Rolling her head to me, her arms bent above her head in my hold, her eyes try to focus on me. When they do, happiness rains down on me. It’s hard-hitting and fucking powerful. And swiftly followed by shed load of guilt. I release one of her hands, cupping the side of her jaw.
Her eyes turn concerned, seeing my expression change. “Are you okay?” she asks softly, gently catching her breath.
“Yeah, baby.”
Her hand mirrors mine, cupping my face, her fingers curling around my jaw. “Really?” Her focus never leaves mine.
The scar of my parents leaving seems to be too deep to fix. I see their backs walking away from the house, an image I haven’t fucking seen for years. It’s followed by holding Chopper in my arms, seeing his blue, lifeless corpse in my hands. The same hands that killed a kid who did what he was forced to do. “I can’t lose you,” I choke, unsure where the fuck this is coming from.
“Hey.” Mollie pushes to her elbows, seeing my demons.
I’m forced to stand, taking her with me, her arms and legs wrapped around me, my dick still buried inside her.
“I’m not going anywhere.” She presses her body flush with mine.
I’m grateful. Hope bursts hearing her say it again.
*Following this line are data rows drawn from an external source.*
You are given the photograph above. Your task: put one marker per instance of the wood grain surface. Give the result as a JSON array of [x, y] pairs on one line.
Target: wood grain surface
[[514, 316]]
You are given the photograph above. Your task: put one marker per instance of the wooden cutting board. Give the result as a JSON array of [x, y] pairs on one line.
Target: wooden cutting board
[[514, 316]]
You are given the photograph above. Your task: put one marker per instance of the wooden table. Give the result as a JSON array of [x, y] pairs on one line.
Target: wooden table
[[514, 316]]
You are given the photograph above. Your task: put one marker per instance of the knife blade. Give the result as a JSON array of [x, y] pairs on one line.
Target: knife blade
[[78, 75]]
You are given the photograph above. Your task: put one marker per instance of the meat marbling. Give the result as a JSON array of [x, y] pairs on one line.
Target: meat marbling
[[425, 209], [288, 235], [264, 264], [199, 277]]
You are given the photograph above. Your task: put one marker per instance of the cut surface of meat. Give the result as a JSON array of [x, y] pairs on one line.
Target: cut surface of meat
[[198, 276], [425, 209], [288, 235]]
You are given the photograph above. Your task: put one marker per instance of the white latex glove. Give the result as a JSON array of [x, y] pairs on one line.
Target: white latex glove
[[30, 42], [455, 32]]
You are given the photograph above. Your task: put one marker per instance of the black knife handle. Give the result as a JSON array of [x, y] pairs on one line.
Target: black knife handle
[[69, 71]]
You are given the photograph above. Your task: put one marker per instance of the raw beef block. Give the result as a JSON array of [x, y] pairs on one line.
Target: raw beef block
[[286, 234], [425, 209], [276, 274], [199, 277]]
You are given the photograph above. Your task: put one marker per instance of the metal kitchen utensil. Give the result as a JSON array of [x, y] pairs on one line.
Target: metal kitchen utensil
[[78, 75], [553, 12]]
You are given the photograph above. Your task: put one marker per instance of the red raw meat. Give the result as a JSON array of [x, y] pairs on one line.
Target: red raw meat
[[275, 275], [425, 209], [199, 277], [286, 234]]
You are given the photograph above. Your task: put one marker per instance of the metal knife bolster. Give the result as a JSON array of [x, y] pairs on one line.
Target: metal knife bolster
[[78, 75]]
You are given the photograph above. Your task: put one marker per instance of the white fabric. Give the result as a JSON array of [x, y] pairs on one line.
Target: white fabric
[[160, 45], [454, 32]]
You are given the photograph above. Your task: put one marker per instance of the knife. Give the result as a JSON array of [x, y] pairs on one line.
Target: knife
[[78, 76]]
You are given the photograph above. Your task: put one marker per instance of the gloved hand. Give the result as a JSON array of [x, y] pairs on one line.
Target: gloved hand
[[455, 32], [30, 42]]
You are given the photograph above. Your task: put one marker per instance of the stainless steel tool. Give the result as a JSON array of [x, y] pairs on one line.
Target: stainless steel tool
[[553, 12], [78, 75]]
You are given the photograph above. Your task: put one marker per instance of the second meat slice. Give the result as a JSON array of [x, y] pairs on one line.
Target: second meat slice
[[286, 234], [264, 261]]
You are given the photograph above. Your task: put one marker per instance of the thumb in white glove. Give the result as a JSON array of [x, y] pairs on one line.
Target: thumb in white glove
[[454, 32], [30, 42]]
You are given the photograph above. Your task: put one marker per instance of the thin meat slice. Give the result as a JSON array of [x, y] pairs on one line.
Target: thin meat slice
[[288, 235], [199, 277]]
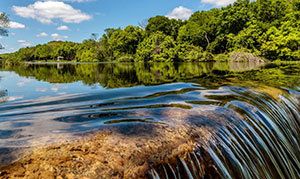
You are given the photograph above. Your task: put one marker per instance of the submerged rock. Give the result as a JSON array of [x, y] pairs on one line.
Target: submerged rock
[[125, 151]]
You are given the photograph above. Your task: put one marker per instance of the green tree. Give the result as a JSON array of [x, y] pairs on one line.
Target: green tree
[[165, 25], [156, 47], [4, 21]]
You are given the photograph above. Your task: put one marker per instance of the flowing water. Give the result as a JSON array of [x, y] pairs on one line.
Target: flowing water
[[253, 114]]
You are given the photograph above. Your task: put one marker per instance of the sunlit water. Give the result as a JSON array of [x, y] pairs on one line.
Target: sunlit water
[[45, 103]]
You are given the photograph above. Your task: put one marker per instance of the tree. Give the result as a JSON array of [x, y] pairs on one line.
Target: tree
[[4, 21], [165, 25], [125, 42], [156, 47]]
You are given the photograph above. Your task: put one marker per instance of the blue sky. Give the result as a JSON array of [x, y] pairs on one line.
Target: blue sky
[[40, 21]]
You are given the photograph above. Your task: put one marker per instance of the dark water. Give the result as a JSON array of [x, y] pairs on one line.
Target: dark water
[[44, 103]]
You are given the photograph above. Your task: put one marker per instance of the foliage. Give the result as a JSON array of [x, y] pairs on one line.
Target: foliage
[[156, 47], [4, 21], [267, 28]]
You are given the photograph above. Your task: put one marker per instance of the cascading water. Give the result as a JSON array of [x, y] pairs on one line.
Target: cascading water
[[264, 144], [185, 120]]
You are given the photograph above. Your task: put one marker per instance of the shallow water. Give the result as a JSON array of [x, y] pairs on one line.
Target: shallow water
[[46, 103]]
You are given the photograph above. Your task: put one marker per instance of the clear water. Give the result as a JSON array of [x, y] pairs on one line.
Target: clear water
[[46, 103]]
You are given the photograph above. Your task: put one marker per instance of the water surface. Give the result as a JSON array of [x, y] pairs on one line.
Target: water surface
[[46, 103]]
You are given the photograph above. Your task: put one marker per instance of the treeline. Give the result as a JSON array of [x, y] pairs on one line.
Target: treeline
[[267, 28]]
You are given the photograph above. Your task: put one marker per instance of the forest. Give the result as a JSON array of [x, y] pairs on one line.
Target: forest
[[266, 28]]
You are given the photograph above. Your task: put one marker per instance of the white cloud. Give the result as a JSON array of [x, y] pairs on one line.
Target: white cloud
[[46, 11], [23, 43], [56, 36], [63, 27], [180, 13], [14, 98], [42, 90], [16, 25], [43, 34], [26, 44], [77, 0], [218, 2]]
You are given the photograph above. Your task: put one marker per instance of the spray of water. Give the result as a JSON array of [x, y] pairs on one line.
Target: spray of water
[[264, 144]]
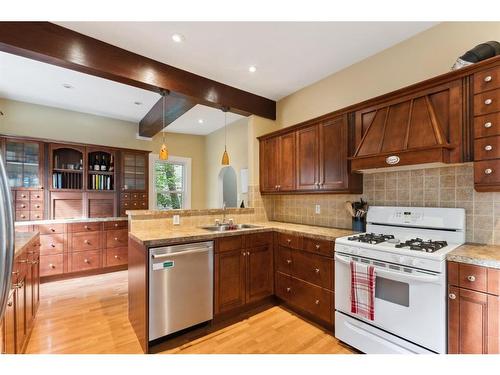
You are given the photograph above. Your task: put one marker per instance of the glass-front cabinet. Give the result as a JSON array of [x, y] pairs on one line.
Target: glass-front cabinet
[[23, 164]]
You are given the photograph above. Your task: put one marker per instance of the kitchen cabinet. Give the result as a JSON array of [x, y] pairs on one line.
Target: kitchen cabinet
[[243, 270], [473, 309], [314, 154], [277, 167], [23, 301]]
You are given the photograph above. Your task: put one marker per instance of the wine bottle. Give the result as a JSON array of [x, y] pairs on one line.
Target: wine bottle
[[103, 164]]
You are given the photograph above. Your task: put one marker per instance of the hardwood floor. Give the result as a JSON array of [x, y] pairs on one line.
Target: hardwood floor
[[89, 315]]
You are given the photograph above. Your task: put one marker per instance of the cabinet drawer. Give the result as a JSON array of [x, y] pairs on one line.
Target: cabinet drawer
[[313, 299], [284, 260], [85, 260], [51, 228], [36, 215], [289, 240], [487, 80], [318, 246], [51, 264], [116, 256], [52, 243], [36, 206], [284, 287], [22, 206], [85, 241], [84, 227], [258, 239], [36, 196], [22, 196], [487, 102], [229, 243], [487, 125], [487, 148], [122, 224], [22, 215], [116, 238], [473, 277], [315, 269], [487, 172]]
Mollie swallows. “What really happened? With Chopper I mean.”
I shake my head. She’s the only one I feel I can confide in, yet the image of his body invading my vision, suffocates me.
We’re still, but seeing my hesitation, Mollie gradually leans to one side, grabbing a ball in her hand. She drops in the pocket, them gives me a look.
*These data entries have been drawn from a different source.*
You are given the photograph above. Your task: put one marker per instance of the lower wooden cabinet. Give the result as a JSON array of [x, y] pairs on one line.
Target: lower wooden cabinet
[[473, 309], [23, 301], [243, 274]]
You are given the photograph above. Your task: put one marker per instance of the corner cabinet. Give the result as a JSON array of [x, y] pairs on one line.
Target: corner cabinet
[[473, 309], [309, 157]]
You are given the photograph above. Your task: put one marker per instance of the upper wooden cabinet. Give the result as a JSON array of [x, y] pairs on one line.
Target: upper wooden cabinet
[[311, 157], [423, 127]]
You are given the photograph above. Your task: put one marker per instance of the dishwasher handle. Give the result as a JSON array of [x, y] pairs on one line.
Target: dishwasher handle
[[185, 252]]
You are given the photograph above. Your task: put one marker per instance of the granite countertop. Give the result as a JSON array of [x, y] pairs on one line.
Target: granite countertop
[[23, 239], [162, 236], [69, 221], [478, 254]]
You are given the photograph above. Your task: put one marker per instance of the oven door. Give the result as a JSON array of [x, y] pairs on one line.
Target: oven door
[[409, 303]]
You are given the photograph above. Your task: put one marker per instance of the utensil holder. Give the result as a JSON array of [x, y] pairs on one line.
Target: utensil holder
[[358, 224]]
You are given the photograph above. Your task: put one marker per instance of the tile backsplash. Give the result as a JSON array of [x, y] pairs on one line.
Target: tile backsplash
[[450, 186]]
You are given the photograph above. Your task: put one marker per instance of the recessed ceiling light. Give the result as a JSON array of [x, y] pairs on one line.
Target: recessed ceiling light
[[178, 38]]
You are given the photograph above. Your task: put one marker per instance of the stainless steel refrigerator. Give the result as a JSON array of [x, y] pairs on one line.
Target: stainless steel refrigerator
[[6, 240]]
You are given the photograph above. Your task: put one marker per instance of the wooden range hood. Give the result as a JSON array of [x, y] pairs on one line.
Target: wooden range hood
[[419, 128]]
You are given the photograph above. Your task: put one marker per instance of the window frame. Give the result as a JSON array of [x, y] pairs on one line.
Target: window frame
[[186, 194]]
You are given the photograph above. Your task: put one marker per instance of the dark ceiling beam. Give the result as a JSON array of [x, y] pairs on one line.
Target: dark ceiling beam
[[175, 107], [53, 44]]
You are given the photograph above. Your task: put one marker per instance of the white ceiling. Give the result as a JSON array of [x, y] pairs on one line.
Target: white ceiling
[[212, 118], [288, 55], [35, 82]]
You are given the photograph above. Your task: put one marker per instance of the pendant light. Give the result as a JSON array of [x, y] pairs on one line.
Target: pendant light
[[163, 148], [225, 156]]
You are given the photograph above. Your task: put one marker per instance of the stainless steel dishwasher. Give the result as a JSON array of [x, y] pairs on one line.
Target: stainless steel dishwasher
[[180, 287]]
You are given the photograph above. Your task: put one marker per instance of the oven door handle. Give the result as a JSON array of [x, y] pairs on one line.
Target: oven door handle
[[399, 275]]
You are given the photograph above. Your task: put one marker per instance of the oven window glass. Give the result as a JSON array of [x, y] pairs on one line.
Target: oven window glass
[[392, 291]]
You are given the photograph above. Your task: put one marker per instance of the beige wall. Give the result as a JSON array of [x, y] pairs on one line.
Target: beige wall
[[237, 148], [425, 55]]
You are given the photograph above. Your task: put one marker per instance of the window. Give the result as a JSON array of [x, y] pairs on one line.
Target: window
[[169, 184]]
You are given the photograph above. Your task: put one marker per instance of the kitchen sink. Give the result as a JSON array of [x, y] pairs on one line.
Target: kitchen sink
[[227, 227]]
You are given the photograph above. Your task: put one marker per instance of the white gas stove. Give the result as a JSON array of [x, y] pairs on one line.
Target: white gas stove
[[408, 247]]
Right. I talk if she pots the ball.
Every other time she’s asked, we’ve blown up. That’s not going to happen now. Her calmness blankets me, allowing me to breathe the air that I need. She’s here.
“I was scared,” I confess. My eyes drop, and her hands are immediately on me, cupping my face.
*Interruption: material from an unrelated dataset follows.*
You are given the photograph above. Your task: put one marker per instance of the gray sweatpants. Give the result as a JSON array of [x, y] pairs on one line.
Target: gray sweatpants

“It’s okay to have been scared.”
I look up, dread twisting my gut. Her eyes are frozen on me. “Sparky was my fault. I didn’t have a choice.” Fuck. I need to steady my racing heart. I’ll never be able to wash his blood off my hands, but carrying it is too heavy. Like holding Chopper’s body, the weight of it’s too fucking much to hold onmy own.
“I—” I stop, take a breath, swallow, then wrap my big arms around the woman who showed me how to live. “I told him to meet us at the tunnels. He knew the location. The size of it. He knew no one was there. When he went back to his cousin to let them think he was giving us up, well, I guess they didn’t give him much choice but to cross us.”
I sigh and Mollie does too. She doesn’t tell me it’s not my fault. She’s tried that before. Didn’t work. “How did Chopper end up being there?” Worry flashes across her face.
“Dean called him after Sparky acted weird. We thought it was the right thing to do.” I jam my eyes shut wishing we could go back. “We got him fucking killed.”
Her hold on me tightens. More contact. I need it.
“Whilst we were all miles away ready to take them out, they were at the tunnels.” I don’t swallow my agony. I deserve for it to burn as deep as it does. “I walked into his body, hanging from the ceiling. Dean cut him down, but I caught him. I fucking held him in my arms. If Mop hadn’t found us when he did… I don’t know if I would have moved.” Air whooshes out of me. “And then…”
Pressing her face to my chest, her arms around my back, Mollie sighs. “You avenged your brother.”
“He was a kid, Mollie,” I snap, revulsion replacing my calm.
I try to stand back, but she doesn’t let go. She looks up, slowly. “Do you wish you hadn’t done it?”
“No,” I answer truthfully. Easily. “It had to be done.” My insides crawl as silence seeps itself around us.
“Then what is it?” Her voice is sterner, trying to get more out of me.
My fingers twitch on her skin. “I don’t remember my life before you,” I say simply.